-26話 イベント・オープニング-
このイベントは、サービス開始直後に公式から発表された、追加DLC第一弾として導入された、クラン協力型マルチバトル・ストーリーだ。クランの大小に関わらず、すべての冒険者が隣の誰かを支えながら、協力して強大な敵を攻略するというイベントだった。
先ず、壮大なイメージアニメーションが宣伝を兼ねて配信された。
その後、それが1クール24話のアニメ化になると告げられ、大いに盛り上がる。
アニメと共に登場人物がゲーム内でゲリラ的に参戦するという手法が織り交ぜられると知れ渡ると、主要登場キャラクターと絡みたいプレイヤーが多く参戦し、興行的に大成功を収めたシナリオでもある。
放送されたアニメは、名作ともいわれ都度再放送されていた。
が、イベントの復刻はなかなか行われず、今日に至ってお菊さんが拾ってきた情報が無ければ、誰もその存在に気が付くことは無かった。
「時間を操る剣士?」
まさかと言った声があがる。
時間を物理的に操る魔法もスキルも、このゲームにはない。
判定や確率でなら、上位スキルで“空蝉”などがある。
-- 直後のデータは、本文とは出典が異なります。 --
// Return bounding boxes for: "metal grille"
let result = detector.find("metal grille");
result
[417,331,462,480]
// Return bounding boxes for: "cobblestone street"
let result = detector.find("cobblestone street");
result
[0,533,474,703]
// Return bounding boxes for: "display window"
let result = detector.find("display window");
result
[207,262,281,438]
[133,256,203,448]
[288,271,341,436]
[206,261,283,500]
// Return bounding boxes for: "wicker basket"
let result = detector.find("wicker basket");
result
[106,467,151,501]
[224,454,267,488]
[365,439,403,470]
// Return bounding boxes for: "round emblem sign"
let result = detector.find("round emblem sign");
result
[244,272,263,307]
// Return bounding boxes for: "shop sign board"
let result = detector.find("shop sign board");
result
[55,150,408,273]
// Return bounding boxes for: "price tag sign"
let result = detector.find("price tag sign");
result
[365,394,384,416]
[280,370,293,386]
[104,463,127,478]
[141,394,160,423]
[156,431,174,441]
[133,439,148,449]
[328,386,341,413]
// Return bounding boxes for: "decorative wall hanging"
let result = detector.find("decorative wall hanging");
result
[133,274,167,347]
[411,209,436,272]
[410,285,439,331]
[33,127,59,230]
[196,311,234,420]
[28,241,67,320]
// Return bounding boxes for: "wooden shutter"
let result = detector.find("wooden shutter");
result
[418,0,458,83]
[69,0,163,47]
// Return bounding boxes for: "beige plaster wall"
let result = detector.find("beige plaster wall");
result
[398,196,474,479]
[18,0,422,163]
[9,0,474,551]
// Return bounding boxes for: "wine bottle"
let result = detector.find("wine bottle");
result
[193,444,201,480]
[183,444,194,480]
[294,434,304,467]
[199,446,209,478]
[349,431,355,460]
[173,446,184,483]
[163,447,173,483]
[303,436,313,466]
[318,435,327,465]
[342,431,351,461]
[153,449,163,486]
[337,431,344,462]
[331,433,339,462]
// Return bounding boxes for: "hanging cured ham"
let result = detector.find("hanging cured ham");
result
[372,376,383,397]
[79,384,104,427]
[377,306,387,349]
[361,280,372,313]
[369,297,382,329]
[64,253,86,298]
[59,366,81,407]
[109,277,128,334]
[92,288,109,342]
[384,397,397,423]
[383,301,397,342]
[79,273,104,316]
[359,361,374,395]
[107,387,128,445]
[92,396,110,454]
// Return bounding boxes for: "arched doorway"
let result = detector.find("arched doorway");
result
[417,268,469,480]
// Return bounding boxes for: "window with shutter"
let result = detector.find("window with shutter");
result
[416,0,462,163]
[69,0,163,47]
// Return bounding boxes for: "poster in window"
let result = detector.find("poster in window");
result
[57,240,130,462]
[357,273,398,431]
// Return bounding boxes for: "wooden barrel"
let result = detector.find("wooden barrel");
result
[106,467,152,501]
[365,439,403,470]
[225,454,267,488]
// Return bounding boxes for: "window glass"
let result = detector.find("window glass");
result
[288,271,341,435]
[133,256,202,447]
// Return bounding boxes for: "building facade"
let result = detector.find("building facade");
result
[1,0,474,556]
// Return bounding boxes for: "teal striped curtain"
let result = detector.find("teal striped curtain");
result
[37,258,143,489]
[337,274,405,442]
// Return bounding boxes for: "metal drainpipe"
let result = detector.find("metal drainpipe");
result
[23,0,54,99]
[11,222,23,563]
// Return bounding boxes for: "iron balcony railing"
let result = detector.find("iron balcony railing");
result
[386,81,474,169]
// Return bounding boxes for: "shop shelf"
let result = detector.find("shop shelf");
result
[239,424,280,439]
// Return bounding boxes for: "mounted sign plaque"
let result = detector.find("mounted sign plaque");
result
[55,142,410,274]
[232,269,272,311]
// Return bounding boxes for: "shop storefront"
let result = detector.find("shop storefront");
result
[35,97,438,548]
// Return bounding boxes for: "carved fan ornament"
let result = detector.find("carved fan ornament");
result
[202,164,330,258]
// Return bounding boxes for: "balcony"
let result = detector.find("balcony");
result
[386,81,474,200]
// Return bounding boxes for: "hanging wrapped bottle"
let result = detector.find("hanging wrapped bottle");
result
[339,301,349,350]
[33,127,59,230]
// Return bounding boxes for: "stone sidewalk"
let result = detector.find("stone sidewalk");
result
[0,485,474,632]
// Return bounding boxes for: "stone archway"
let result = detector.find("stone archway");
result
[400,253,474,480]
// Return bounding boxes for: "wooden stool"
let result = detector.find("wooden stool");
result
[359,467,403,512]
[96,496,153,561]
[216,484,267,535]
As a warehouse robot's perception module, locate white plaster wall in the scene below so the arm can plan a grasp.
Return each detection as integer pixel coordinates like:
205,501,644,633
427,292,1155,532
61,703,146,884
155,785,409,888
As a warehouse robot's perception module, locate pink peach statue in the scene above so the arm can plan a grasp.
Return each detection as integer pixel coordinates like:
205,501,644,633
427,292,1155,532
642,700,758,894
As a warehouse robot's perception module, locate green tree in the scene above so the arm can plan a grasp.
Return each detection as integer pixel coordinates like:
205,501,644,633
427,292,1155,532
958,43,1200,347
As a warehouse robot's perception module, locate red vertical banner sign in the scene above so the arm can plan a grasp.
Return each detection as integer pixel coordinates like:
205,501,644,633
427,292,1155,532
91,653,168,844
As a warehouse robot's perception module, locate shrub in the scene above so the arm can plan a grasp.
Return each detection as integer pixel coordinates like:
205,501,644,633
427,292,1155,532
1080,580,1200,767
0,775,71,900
即死や重症などから逃れる術のひとつだが万能ではない。
「あーでも、重症の傷が治り難い可能性として考えられるのは、受けた攻撃が後から遅れて判定されたと思えば――」
「それで納得するもの?」
マルは、その問いに『うーん』って唸っている。
まあ、少なくともお菊さんが掴んだ情報を公開する迄もなく、ランペルーク王国の上空に天上宮が出現し、真っ青で清々しかった青い空が異様な色の変な世界に変わってしまっていた。ピクニックに来ていた冒険者や、かつての古戦場でレベリングに勤しんでいた冒険者も愕然とし、奮えた。
天上に突如、出現した有翼の人影。
それを率いる金色の甲冑を着込んだ女性。
彼女は、ユニコーンに跨っている。
「本当に始まりやがった!」
ベックが宿屋の小窓からその光景を睨んでみている。
彼が“ザボンの騎士”を立ち上げる以前のイベントだ。言ってみれば、“ザボンの騎士”では今回のイベント参加が初になる。ルーカスもこのイベントを知らない世代になるし、知っている可能性はベックとお菊さんだけだろう。
「何か問題でも?」
マルが問う。
ベックよりもお菊さんが――
「クランが若すぎただけ、あの時点であれを楽しめた連中なんて世界中で2割いたかどうか」
下級天使を前に過る恐怖は、尋常じゃなかった。
圧倒的な火力と底なしを感じさせた耐久力に小規模クランは、大規模クランの囮にさせられた。報酬は均一配分されて旨味のあるものだったが、それで人間不信になったプレイヤーも少なくはない。
そうして頭角を顕したのが“国境なき傭兵団”というクランだった。
最後は、どうしようもなくえげつない方法で攻略組を名乗っていたが、ベックが其処を去ったのはこのイベントの後になる。
「まあ、将来有望株のボクがいるし...今回は結構、遊べるんじゃないかな?」
と、マルは、楽天的な発想で呟いた。
ルーカスも同様に『信頼できる仲間は多い』とベックの背中に手を添えた。
踵を返し、振り返ったベックは感涙している様子がみられる。
「お、おお...感動したのか」
ルーカスの引き攣ったアイコンが浮かんでいる。
彼は、ハグを求めるベックを袖にして。